As a Site Reliability Engineer (SRE) at On, you will play an important role in building and maintaining our cloud infrastructure to support our e-commerce platforms, customer-facing applications, and internal systems. You will work closely with engineering teams to improve reliability, optimize performance, and implement automation solutions.
Your Mission
- System Reliability & Performance: Contribute to high availability (99.99%+ uptime), scalability, and performance of On’s digital platforms through proactive optimization and robust infrastructure design.
- Infrastructure Development: Build and maintain cloud-based infrastructure using Infrastructure-as-Code (IaC) tools.
- Automation: Develop and implement automation solutions to streamline deployments, reduce toil, and enhance monitoring.
- Incident Response: Lead incident resolution, perform troubleshooting, and root cause analyses towards minimizing downtime and improving system resilience.
- Monitoring & Observability: Improve and maintain monitoring, logging, and alerting solutions to ensure proactive issue detection and resolution.
- Collaboration: Partner with the SRE team and software engineers to identify opportunities, develop, and roll out major features.

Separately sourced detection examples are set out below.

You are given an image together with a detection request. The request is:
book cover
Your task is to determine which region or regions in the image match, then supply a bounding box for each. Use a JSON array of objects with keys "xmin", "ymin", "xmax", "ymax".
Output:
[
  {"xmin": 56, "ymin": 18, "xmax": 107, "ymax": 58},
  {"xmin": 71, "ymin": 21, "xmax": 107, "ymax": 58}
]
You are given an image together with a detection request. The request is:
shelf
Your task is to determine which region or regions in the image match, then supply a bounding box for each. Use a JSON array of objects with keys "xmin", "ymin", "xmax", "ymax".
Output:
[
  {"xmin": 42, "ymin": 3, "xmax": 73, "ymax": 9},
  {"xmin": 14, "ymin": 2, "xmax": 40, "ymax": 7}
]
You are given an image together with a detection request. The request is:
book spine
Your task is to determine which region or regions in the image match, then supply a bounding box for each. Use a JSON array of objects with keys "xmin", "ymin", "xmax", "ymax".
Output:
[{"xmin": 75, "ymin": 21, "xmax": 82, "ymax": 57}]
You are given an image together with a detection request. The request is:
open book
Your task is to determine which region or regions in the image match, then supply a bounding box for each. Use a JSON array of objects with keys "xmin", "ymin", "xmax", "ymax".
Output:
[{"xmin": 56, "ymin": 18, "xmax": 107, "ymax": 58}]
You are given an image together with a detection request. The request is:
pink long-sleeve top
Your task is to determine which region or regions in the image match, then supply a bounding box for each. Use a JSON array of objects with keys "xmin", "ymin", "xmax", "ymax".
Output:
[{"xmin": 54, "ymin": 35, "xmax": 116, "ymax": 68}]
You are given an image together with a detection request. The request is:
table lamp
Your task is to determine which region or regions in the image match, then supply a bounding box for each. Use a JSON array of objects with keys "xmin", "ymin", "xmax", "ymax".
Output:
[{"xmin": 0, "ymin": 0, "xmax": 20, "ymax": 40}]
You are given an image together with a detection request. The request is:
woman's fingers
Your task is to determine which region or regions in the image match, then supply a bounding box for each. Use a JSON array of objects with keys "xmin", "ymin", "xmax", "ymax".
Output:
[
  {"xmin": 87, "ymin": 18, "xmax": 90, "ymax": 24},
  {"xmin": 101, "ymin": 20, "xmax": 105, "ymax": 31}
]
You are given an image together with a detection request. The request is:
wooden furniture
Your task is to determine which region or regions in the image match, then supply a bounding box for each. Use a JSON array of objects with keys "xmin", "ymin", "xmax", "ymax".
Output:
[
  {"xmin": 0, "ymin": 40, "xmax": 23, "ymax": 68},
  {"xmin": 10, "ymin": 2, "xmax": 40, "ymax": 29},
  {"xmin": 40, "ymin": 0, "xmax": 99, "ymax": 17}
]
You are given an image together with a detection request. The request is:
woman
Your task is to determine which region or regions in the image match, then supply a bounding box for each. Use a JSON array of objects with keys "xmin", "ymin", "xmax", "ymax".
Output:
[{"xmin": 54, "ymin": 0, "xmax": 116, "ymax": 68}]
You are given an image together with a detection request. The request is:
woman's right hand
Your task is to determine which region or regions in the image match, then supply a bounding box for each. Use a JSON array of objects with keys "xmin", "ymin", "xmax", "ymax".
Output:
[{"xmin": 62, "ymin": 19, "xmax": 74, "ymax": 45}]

- Compliance & Security: Integrate security best practices into our systems and solutions.
Your Story
- Experience in site reliability engineering with a track record of managing complex, high-traffic systems.

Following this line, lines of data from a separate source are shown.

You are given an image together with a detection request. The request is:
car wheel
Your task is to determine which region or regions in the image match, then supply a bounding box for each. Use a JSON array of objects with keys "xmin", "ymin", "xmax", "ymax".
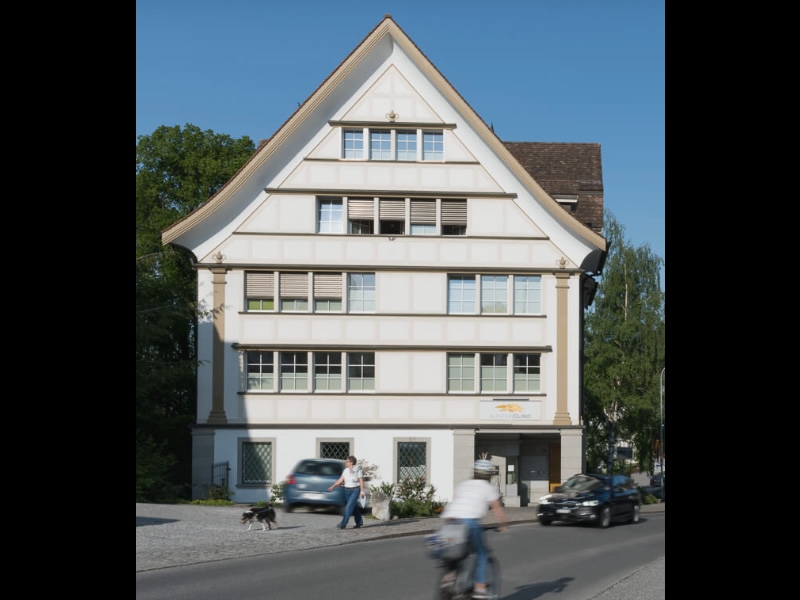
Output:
[
  {"xmin": 628, "ymin": 504, "xmax": 640, "ymax": 523},
  {"xmin": 597, "ymin": 506, "xmax": 611, "ymax": 529}
]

- Expertise in cloud platforms (GCP, AWS) and container orchestration (Kubernetes, GKE).
- Proficiency in scripting and programming (e.g., Python, Go) for automation and tooling.
- Experience with CI/CD pipelines (ArgoCD, GitHub Actions) and IaC (Terraform).
- Solid understanding of networking, load balancing, and DNS management.
- Experience with observability and monitoring for cloud native environments.
- Strong analytical skills with a proactive approach to resolving complex technical challenges.
- Excellent communication skills, with the ability to explain technical concepts to diverse stakeholders.
Nice to Have:
- Background with e-commerce platforms or high-traffic consumer applications.
- Experience in platform engineering, dedicated to building solutions that enhance developer experience (DevEx) and boost software development efficiency.
- Bachelor’s degree in Computer Science, Engineering, or a related field (or equivalent experience).
Meet The Team
You will join a skilled and dynamic team of cloud & site reliability engineers dedicated to transforming On’s technological foundation. We are crafting scalable, resilient cloud solutions to power internal operations, enhance product performance, and support On’s growth. As a key member of our team, you will shape our cloud infrastructure strategy, ensuring robust, efficient, and sustainable systems that drive innovation. Join us in Berlin, to make a lasting impact on On’s digital future!
What We Offer
On is a place that is centered around growth and progress. We offer an environment designed to give people the tools to develop holistically - to stay active, to learn, explore and innovate. Our distinctive approach combines a supportive, team-oriented atmosphere, with access to personal self-care for both physical and mental well-being, so each person is led by purpose. On is an Equal Opportunity Employer. We are committed to creating a work environment that is fair and inclusive, where all decisions related to recruitment, advancement, and retention are free of discrimination.